Und das neue Album ist nicht mehr meine Welt. Der Country-Anteil ist komplett weggefallen. Die meisten Songs hören sich eher an wie eine Reminiszenz an die 80er mit ihrem Keyboard-Sound. Hat sie für das Album überhaupt mal ihre Gitarre gebraucht? Sicherlich gibt es auch hier 2-3 Songs die mir gefallen, doch besonders die 2te Hälfte des Albums kommt total uninspiriert daher, schaffe ich kaum durch zu hören. Sie hat eine tolle Stimme und soviel Talent, was hier leider verschwendet wird. In Zukunft muss mir dann ihr Anblick reichen, ihr tolles Aussehen wird sich wohl kaum ändern  *4/10*​


----------



## FunkyCop999 (22 Jan. 2015)

*Dragonforce* - *Maximum Overload*

Dank dem Epica Konzert in Hamburg (Dragonforce war Vorband), haben mich die Briten mal wieder überzeugt nachdem die letzten Alben doch eher Mittelklasse waren und sich alle sehr ähneln, hat der Wechsel mit einem neuen Sänger Wunder vollbracht. Modern Power Metal wie ich es bis jetzt von Dragonforce noch nicht gehört habe, ich hatte die Band nach den letzten Alben schon abgeschrieben, aber dies furiose Comeback habe ich so nicht erwartet. Abwechslungsreich, Schnell und eine Menge Power machen das Album zur Zeit zum Dauerhörer auf meinem Iphone. Dragonforce sind zurück und das besser als ich erwartet habe. Jeder der Power Metal mag sollte sich das neue Album einmal antun. Es lohnt sich der Band noch eine Chance zu geben. Danke Epica ohne dich wäre die Band schon gestorben für mich. *9/10*​


----------



## FunkyCop999 (19 Feb. 2015)

*Beyond The Black - Songs of Love and Death​*
Die Bosse vom Wacken brauchten letztes Wacken noch schnell eine neue Band darum saß eines Abends Musikproduzent Thorsten Brötzmann zusammen mit Wacken Promoter Thomas Jensen und Holder Hübner zusammen, man widmet sich der Wacken Foundation. Und weiter? Der gute Thorsten Brötzmann kam auf die Idee, den zwei Herren noch schnell die frische Truppe aus dem Norden, BEYOND THE BLACK, vorzuspielen. Das Resultat seiner Tat kann sich sehen lassen, denn die beiden Wacken Promoter waren so begeistert, dass BEYOND THE BLACK direkt mal das Wacken Open Air unsicher machen durften! Somit war der Startschuss für eine steile Karriere im Metal Business gelegt. Der Anfang ist gemacht, doch von nichts kommt nichts. Nun ist es an der Band, ihr Debüt "Songs Of Love And Death" an den Mann zu bringen, das am 13. Februar über AIRFORCE1 RECORDS erscheinen wird. Gegründet wurde die Truppe von der erst 19-jährigen Sängerin Jennifer Haben, die ein paar talentierte Jungs um sich gescharrt hat, um dieses Album zu verwirklichen. Dem Ergebis widmen wir uns in den folgenden Absätzen...

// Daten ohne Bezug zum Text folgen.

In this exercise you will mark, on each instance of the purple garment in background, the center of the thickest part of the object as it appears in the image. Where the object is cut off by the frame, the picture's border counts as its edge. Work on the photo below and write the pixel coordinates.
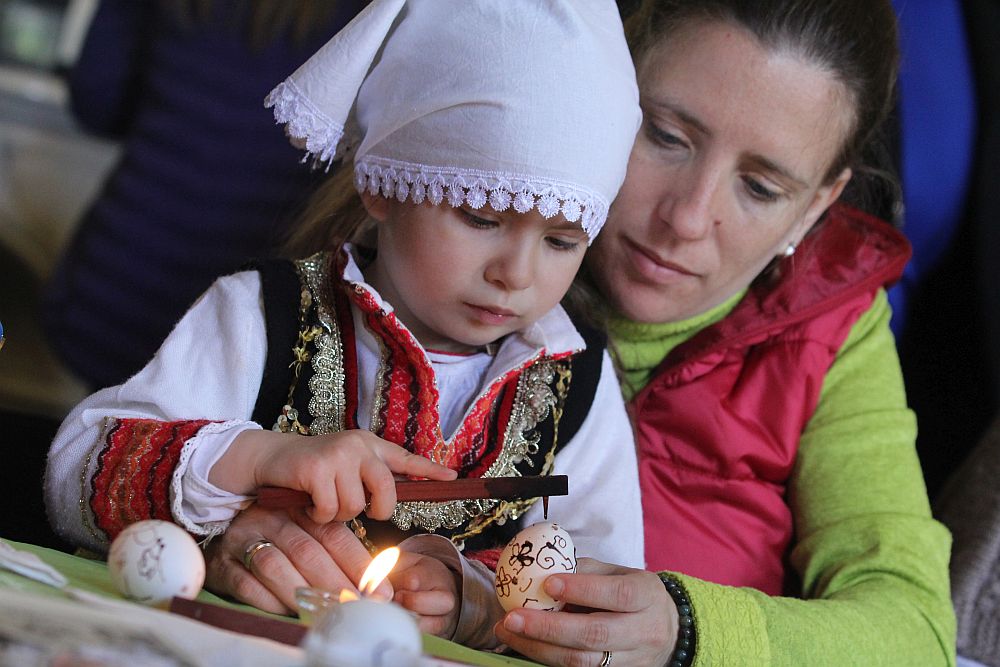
(206, 180)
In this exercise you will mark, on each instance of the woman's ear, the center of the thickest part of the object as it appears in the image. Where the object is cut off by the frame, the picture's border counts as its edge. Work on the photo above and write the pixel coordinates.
(376, 205)
(823, 199)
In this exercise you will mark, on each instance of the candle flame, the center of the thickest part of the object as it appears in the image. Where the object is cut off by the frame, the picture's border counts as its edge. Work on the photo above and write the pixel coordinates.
(378, 570)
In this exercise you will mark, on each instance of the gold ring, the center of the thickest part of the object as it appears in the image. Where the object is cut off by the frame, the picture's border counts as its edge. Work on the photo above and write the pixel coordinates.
(252, 550)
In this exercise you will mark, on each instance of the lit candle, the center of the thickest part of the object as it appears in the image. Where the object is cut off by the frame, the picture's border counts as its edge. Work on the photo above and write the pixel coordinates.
(364, 631)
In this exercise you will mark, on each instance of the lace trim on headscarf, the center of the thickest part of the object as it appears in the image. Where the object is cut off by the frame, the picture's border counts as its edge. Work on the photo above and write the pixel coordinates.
(417, 183)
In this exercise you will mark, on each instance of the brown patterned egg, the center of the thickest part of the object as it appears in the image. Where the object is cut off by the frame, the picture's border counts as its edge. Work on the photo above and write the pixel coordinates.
(536, 552)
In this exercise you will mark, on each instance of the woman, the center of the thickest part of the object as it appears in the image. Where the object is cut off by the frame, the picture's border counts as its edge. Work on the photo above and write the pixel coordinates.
(776, 450)
(778, 467)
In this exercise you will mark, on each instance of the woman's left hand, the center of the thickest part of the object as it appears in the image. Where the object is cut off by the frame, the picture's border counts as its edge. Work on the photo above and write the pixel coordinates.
(636, 620)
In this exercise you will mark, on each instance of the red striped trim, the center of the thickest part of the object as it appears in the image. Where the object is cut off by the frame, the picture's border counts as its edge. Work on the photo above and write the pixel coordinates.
(134, 470)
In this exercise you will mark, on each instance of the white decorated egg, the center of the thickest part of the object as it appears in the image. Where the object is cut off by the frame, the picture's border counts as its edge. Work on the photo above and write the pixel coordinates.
(153, 561)
(536, 552)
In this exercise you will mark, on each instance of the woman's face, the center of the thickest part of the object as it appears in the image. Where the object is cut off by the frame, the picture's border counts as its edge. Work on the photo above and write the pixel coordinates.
(726, 171)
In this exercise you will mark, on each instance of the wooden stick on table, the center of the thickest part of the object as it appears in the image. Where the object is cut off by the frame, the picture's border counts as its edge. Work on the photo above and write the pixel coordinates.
(506, 488)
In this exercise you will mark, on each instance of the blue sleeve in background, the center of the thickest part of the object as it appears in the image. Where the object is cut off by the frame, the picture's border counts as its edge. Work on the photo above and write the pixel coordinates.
(937, 114)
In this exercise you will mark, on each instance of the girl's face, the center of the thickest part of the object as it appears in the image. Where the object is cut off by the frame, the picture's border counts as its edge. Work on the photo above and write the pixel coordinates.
(726, 171)
(460, 278)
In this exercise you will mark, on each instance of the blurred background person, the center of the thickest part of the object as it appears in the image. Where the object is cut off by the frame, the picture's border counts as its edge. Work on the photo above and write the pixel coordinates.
(205, 181)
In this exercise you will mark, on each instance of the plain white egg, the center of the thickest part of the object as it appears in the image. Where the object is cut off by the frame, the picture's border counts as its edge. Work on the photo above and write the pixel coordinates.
(153, 561)
(536, 552)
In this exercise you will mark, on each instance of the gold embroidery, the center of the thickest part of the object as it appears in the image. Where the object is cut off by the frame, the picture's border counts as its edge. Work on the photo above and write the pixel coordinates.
(326, 386)
(533, 400)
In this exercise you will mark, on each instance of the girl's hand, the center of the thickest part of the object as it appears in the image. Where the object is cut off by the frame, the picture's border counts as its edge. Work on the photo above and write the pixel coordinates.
(345, 473)
(631, 615)
(326, 556)
(425, 586)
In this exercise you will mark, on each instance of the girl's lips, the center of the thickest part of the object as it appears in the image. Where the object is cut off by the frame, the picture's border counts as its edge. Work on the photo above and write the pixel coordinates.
(492, 315)
(653, 268)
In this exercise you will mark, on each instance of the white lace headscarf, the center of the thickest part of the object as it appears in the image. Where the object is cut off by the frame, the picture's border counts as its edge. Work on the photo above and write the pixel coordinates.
(512, 103)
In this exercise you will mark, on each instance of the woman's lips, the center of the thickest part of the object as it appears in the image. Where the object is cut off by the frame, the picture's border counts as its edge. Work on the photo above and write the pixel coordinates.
(653, 268)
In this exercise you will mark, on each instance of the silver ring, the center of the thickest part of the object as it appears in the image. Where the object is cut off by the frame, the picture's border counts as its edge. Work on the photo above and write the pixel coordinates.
(252, 550)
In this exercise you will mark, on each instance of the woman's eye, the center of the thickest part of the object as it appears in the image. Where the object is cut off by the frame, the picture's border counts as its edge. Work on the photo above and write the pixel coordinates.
(760, 192)
(665, 138)
(562, 244)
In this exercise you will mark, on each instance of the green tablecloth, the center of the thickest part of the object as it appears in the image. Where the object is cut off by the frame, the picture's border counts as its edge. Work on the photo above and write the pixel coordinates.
(92, 576)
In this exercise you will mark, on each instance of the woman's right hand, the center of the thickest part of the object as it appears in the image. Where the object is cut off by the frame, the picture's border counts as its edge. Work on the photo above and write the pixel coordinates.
(345, 473)
(629, 614)
(304, 553)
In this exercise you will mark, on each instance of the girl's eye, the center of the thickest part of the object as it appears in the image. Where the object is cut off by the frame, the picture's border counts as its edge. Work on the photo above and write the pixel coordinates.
(758, 191)
(477, 222)
(665, 138)
(561, 244)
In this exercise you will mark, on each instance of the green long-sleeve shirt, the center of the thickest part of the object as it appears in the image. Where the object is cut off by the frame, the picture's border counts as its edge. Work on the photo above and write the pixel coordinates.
(872, 560)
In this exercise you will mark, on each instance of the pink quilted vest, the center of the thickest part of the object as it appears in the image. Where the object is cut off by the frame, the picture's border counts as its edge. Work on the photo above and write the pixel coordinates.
(719, 425)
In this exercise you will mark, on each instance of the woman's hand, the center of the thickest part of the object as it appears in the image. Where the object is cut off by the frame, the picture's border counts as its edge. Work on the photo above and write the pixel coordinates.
(635, 619)
(345, 473)
(305, 553)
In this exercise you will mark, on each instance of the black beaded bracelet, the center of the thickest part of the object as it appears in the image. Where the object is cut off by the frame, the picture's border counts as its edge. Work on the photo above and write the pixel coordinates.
(683, 654)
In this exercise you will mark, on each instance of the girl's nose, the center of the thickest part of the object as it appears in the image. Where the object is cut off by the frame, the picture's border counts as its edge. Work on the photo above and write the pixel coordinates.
(691, 206)
(513, 268)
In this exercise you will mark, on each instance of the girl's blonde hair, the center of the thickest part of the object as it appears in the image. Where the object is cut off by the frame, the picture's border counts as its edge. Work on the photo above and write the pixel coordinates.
(333, 216)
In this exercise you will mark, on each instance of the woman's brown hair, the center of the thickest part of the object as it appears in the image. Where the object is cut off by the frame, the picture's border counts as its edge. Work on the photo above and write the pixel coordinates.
(855, 40)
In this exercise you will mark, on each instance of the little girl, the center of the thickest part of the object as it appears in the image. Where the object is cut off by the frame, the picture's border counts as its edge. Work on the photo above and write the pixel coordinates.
(489, 139)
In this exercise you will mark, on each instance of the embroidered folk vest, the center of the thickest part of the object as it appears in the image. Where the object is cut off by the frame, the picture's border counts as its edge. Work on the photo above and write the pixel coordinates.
(310, 385)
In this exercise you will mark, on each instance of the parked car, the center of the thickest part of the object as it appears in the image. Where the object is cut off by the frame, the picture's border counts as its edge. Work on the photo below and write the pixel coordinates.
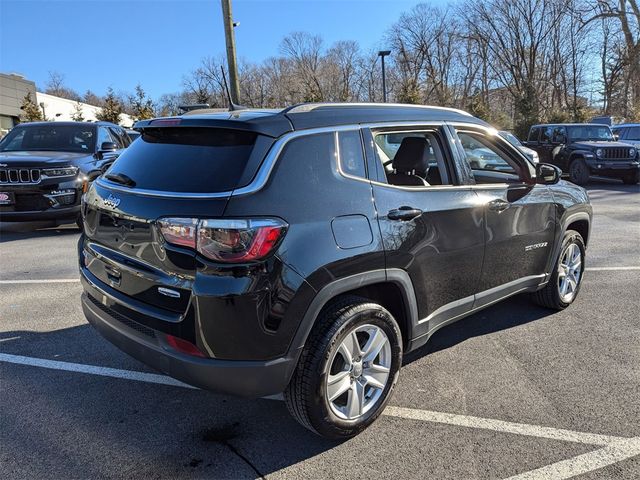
(45, 166)
(627, 133)
(584, 149)
(133, 134)
(515, 141)
(264, 252)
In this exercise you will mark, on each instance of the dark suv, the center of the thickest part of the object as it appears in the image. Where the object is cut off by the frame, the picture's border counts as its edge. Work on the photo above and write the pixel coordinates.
(584, 149)
(45, 166)
(305, 250)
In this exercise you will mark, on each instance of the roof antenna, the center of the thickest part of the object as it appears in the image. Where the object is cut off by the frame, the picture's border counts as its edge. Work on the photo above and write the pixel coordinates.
(232, 106)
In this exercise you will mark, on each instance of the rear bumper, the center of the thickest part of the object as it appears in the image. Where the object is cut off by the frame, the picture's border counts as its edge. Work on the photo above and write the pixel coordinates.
(243, 378)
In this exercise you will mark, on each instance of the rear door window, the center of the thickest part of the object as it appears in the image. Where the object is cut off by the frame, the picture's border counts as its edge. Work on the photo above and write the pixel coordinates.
(188, 159)
(534, 134)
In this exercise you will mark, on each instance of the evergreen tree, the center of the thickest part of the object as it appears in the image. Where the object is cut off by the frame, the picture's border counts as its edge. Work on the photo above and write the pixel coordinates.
(111, 110)
(77, 115)
(31, 112)
(142, 106)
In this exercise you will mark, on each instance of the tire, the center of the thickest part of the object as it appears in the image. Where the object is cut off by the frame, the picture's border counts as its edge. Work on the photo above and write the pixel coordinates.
(551, 296)
(323, 359)
(631, 179)
(579, 172)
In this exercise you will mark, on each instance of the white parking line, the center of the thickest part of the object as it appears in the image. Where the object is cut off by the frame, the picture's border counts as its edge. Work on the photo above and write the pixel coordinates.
(611, 269)
(51, 280)
(585, 463)
(500, 426)
(93, 370)
(76, 280)
(614, 449)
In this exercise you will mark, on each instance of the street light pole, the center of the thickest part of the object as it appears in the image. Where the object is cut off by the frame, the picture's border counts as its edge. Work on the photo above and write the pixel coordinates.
(382, 54)
(227, 19)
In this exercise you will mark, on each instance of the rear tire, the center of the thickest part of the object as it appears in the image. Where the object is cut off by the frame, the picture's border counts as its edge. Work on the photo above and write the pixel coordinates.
(338, 389)
(631, 179)
(579, 172)
(564, 285)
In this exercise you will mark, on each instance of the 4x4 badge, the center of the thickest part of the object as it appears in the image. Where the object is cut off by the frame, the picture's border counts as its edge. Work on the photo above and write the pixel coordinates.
(111, 201)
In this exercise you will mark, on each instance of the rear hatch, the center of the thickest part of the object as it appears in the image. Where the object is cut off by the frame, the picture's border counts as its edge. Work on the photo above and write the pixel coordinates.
(170, 171)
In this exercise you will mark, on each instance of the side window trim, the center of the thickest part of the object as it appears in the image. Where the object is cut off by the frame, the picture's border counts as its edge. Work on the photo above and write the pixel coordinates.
(339, 156)
(443, 137)
(525, 169)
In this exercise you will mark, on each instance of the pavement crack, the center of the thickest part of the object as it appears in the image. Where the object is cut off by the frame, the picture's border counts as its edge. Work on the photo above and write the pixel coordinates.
(243, 458)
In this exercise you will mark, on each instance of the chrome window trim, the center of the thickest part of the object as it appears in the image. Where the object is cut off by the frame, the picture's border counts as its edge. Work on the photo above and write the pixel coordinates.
(264, 172)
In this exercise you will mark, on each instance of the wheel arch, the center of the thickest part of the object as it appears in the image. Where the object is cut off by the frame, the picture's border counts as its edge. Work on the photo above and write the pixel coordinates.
(391, 288)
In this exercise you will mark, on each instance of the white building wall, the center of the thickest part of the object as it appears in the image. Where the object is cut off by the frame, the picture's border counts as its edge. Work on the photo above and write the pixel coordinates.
(61, 110)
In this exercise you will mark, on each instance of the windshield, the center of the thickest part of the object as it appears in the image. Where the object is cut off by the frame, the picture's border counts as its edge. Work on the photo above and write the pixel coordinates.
(511, 138)
(59, 138)
(598, 133)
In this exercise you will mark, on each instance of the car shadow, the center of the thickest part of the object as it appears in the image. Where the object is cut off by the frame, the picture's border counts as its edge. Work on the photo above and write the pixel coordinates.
(172, 429)
(514, 312)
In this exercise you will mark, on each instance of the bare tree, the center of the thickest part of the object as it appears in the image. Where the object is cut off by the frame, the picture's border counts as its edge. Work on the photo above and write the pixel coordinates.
(55, 86)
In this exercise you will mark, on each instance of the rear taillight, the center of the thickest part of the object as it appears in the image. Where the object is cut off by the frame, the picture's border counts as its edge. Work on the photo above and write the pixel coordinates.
(225, 240)
(179, 231)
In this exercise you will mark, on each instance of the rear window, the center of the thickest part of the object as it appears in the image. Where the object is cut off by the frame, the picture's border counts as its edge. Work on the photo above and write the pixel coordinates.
(186, 159)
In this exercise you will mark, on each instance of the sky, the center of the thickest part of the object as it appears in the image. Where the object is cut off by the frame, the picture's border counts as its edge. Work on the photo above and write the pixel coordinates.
(96, 44)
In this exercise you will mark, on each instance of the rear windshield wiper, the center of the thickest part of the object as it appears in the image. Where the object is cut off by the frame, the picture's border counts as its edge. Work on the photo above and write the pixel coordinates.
(120, 178)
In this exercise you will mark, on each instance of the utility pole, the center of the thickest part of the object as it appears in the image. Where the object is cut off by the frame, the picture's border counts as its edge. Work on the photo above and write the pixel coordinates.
(229, 35)
(382, 54)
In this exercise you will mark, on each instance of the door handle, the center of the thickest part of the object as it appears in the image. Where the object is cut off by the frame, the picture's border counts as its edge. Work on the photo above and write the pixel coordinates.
(498, 205)
(404, 213)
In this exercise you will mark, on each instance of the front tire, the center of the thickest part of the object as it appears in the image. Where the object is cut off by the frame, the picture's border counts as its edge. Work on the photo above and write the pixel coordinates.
(564, 284)
(347, 370)
(579, 172)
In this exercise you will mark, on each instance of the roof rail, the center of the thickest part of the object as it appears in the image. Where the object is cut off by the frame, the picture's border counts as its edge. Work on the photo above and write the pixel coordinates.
(308, 107)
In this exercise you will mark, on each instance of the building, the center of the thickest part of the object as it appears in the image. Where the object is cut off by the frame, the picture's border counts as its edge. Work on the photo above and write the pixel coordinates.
(13, 89)
(62, 109)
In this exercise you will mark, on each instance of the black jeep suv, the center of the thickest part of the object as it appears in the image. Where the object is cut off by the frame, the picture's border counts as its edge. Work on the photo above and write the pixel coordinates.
(305, 250)
(45, 166)
(584, 149)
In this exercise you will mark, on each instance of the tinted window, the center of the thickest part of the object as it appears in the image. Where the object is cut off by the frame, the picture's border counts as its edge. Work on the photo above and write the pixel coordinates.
(483, 154)
(351, 156)
(185, 159)
(431, 167)
(61, 138)
(590, 132)
(547, 135)
(105, 136)
(633, 133)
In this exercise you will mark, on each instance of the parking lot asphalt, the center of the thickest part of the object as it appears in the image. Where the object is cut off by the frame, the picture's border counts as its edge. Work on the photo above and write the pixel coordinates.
(513, 391)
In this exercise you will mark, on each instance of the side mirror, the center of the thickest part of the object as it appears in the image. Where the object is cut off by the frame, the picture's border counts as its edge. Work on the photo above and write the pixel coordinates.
(108, 147)
(547, 174)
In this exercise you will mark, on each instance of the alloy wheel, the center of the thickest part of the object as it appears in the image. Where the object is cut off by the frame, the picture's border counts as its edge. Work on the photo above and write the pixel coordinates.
(569, 272)
(358, 372)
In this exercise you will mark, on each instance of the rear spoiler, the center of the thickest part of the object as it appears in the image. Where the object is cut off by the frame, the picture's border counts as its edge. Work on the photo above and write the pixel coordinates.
(271, 125)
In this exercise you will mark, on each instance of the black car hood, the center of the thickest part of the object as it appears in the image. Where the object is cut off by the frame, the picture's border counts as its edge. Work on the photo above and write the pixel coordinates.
(595, 144)
(41, 159)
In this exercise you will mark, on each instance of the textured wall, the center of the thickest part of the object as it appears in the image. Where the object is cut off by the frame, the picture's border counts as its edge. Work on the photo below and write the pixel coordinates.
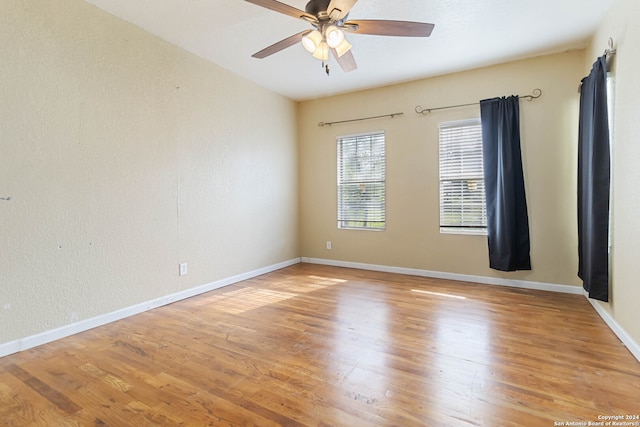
(123, 156)
(621, 24)
(412, 238)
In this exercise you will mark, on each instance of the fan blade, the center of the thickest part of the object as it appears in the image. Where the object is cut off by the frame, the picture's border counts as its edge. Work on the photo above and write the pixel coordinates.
(341, 8)
(281, 45)
(390, 28)
(347, 61)
(283, 8)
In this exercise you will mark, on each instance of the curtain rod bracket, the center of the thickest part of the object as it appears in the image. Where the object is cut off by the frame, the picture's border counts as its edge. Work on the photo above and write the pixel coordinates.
(537, 93)
(610, 50)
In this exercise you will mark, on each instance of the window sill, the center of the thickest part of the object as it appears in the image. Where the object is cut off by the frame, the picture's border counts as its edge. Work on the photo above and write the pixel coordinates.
(464, 231)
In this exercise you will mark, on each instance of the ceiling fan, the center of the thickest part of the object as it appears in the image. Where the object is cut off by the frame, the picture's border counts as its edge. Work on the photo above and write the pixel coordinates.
(329, 19)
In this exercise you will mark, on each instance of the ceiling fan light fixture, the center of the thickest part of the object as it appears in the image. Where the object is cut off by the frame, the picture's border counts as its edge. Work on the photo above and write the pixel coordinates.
(312, 41)
(334, 36)
(343, 48)
(322, 52)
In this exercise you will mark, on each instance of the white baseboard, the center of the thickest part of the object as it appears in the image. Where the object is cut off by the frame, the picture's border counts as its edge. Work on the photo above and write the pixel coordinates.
(84, 325)
(626, 339)
(566, 289)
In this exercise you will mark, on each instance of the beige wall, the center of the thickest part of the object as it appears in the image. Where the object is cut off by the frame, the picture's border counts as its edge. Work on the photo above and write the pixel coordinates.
(621, 24)
(123, 156)
(412, 238)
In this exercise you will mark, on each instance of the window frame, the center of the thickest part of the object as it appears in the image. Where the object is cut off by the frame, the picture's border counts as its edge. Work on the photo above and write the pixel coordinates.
(476, 173)
(374, 181)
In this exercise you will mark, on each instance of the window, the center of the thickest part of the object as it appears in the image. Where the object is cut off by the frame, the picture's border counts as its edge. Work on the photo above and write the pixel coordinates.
(462, 197)
(361, 181)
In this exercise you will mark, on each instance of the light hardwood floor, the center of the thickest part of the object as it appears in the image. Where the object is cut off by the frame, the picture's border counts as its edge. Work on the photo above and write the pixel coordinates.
(325, 346)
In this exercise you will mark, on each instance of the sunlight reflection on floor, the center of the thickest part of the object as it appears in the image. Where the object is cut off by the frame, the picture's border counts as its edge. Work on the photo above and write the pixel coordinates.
(250, 298)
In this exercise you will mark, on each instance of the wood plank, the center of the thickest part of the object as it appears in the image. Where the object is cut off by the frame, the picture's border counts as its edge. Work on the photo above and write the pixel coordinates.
(314, 345)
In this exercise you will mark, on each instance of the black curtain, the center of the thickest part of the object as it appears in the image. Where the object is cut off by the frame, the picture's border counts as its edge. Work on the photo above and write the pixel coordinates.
(507, 218)
(593, 183)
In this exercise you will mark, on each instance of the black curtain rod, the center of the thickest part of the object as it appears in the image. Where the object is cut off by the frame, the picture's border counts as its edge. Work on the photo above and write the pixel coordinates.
(537, 93)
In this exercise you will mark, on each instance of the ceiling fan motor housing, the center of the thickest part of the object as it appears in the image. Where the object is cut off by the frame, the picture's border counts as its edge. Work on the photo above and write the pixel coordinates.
(315, 7)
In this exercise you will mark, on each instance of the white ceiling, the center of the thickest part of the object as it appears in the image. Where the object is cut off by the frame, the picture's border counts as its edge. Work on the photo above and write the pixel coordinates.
(467, 34)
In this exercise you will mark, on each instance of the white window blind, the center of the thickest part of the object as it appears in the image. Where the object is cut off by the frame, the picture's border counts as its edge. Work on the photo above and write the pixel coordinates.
(361, 181)
(462, 196)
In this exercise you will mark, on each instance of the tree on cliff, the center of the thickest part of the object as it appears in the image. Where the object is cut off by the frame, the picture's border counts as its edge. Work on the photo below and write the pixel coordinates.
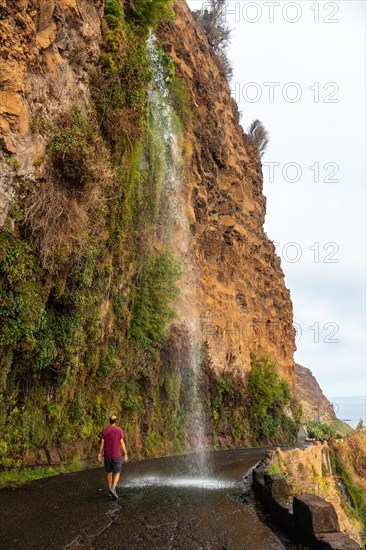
(259, 136)
(213, 20)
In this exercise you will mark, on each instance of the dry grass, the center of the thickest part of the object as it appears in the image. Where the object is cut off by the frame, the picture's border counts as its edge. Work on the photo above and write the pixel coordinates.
(78, 179)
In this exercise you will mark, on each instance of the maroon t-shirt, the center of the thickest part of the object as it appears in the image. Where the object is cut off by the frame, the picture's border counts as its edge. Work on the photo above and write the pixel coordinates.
(112, 436)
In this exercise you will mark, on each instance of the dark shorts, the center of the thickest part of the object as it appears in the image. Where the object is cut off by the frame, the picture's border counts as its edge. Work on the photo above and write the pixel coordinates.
(113, 465)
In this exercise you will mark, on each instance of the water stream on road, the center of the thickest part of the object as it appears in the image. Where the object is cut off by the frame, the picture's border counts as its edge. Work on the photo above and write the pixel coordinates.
(164, 504)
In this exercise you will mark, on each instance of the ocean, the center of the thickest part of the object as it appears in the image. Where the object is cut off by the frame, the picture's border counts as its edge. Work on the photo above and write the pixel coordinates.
(350, 409)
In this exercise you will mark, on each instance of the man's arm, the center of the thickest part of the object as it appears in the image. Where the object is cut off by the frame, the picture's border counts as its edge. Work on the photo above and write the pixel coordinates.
(123, 445)
(101, 449)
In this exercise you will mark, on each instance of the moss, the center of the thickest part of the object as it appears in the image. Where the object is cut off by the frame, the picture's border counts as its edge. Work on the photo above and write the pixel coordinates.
(155, 290)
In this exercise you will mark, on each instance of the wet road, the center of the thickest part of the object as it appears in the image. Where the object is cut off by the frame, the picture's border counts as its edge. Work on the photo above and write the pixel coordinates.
(163, 504)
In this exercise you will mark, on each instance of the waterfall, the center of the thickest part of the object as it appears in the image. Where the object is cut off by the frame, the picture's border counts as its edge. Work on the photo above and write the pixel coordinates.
(170, 209)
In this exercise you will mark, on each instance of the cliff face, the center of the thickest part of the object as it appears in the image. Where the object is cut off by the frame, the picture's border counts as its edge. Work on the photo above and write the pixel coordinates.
(241, 297)
(87, 272)
(46, 49)
(314, 403)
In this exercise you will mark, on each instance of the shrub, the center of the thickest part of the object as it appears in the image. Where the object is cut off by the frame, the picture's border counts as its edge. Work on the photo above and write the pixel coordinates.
(154, 291)
(269, 398)
(320, 430)
(147, 13)
(259, 136)
(218, 33)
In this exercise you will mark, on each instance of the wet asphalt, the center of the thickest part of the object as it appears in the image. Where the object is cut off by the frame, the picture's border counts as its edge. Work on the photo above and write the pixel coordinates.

Das Album ist sehr abwechslungsreich von stillen Balladen über Power Metal bis hin zum Mainstram Metal ala Within Tempation ist für jeden etwas ,dabei dabei gehen die Songs alle sofort ins Ohr. Frontfrau Jennifer Haben hat für ihr alter eine wuchtige Stimme, aber auch der Background macht eines erstklassigen Job. Somit ist Songs of Love and Death das Metal Highlight des noch recht neuen Jahres. 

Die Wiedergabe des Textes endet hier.